Afrika Nasıl ‘Darbeler Kıtası’ Haline Geldi?

Etkinlikler
Prof. Dr. Ahmet Kavas, İstanbul Büyükşehir Belediyesi Kültür Müdürlüğü tarafından düzenlenen “Yeni gelişmeler ışığında İslâm dünyası” başlıklı seminerinde, geçmişte Avrupa hâki...
EMOJİLE

Prof. Dr. Ahmet Kavas, İstanbul Büyükşehir Belediyesi Kültür Müdürlüğü tarafından düzenlenen “Yeni gelişmeler ışığında İslâm dünyası” başlıklı seminerinde, geçmişte Avrupa hâkimiyetinden Osmanlı hâkimiyetine geçen Afrika kıtasının, daha sonra uzun ve planlı bir şekilde nasıl parçalanıp adeta bir ‘darbeler kıtası’ hâline getirildiğini anlattı.

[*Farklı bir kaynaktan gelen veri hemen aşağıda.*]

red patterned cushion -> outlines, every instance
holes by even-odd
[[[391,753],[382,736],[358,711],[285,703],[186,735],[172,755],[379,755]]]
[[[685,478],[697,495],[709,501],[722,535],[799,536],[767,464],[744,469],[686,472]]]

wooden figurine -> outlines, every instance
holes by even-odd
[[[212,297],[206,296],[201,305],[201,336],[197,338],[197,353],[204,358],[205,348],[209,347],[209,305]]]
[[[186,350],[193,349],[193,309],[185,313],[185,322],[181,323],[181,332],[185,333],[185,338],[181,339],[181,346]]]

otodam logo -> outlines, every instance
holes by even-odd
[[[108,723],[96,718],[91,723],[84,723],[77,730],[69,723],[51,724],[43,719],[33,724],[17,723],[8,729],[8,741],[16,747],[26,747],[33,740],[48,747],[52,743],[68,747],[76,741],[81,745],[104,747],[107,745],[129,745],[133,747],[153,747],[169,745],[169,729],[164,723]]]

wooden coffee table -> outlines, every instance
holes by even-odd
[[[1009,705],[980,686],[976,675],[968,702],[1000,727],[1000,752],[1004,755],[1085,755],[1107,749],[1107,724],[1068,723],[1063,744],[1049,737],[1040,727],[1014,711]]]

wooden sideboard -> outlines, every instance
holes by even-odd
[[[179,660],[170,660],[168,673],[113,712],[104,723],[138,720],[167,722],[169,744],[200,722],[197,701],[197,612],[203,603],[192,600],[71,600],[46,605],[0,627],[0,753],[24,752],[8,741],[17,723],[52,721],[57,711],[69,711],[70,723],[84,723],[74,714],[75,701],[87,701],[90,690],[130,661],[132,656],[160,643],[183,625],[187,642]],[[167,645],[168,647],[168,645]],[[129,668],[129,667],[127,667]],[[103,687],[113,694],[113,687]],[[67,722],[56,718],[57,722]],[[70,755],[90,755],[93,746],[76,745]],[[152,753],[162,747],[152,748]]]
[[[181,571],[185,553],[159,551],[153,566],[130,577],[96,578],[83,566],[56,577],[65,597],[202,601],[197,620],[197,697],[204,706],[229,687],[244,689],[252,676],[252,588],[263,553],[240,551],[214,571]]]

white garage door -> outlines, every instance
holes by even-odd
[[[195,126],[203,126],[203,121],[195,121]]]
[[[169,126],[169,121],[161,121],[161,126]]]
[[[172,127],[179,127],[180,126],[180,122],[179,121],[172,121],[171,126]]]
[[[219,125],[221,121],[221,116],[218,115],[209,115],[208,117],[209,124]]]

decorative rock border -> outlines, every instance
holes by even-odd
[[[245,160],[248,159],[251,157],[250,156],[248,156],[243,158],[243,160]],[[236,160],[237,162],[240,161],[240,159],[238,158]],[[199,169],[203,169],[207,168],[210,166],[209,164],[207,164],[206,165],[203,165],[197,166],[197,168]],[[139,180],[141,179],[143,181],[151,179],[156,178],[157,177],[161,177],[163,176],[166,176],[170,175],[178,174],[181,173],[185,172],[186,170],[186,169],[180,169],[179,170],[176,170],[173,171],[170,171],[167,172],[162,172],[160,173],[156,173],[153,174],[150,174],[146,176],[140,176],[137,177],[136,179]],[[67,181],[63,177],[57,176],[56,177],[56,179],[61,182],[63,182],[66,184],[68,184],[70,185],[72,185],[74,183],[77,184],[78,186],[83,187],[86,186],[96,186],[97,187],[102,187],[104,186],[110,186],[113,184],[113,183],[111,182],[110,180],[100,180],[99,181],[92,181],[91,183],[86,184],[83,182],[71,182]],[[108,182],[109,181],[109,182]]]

Prof. Kavas, yüzyıllar süren bu süreçte Batılı seyyahların ve eğitim kurumlarının oynadıkları rol hakkında da bilgi verdi. Kavas, son tahlilde, yaşanmakta olan gelişmelerin Afrika’nın hayrına olacağı öngörüsünde bulundu.

Yeni gelişmeler ışığında İslâm dünyası

Medeniyet Üniversitesi Öğretim Üyesi Prof. Dr. Ahmet Kavas, İstanbul Büyükşehir Belediyesi (İBB) Kültür Müdürlüğü tarafından İstanbul Tasarım Merkezi’nde düzenlenen seminerinde, geçmişten bugüne Afrika’daki gelişmeleri değerlendirerek, geleceğe yönelik öngörülerde bulundu.

Afrika’nın son aylarda yaşanan gelişmeler sebebiyle, bir numaralı gündem konularının kaynağı hâline geldiğini belirten Prof. Dr. Ahmet Kavas, “Hatta Avrupa’daki ekonomik krizler bile perdenin arkasında kaldı. O krizleri yönetenler onlarla meşgul olurken, dünya medyası Mısır, Tunus, Suriye, Yemen, Libya gibi ülkelere daha fazla zaman ayırdı” dedi.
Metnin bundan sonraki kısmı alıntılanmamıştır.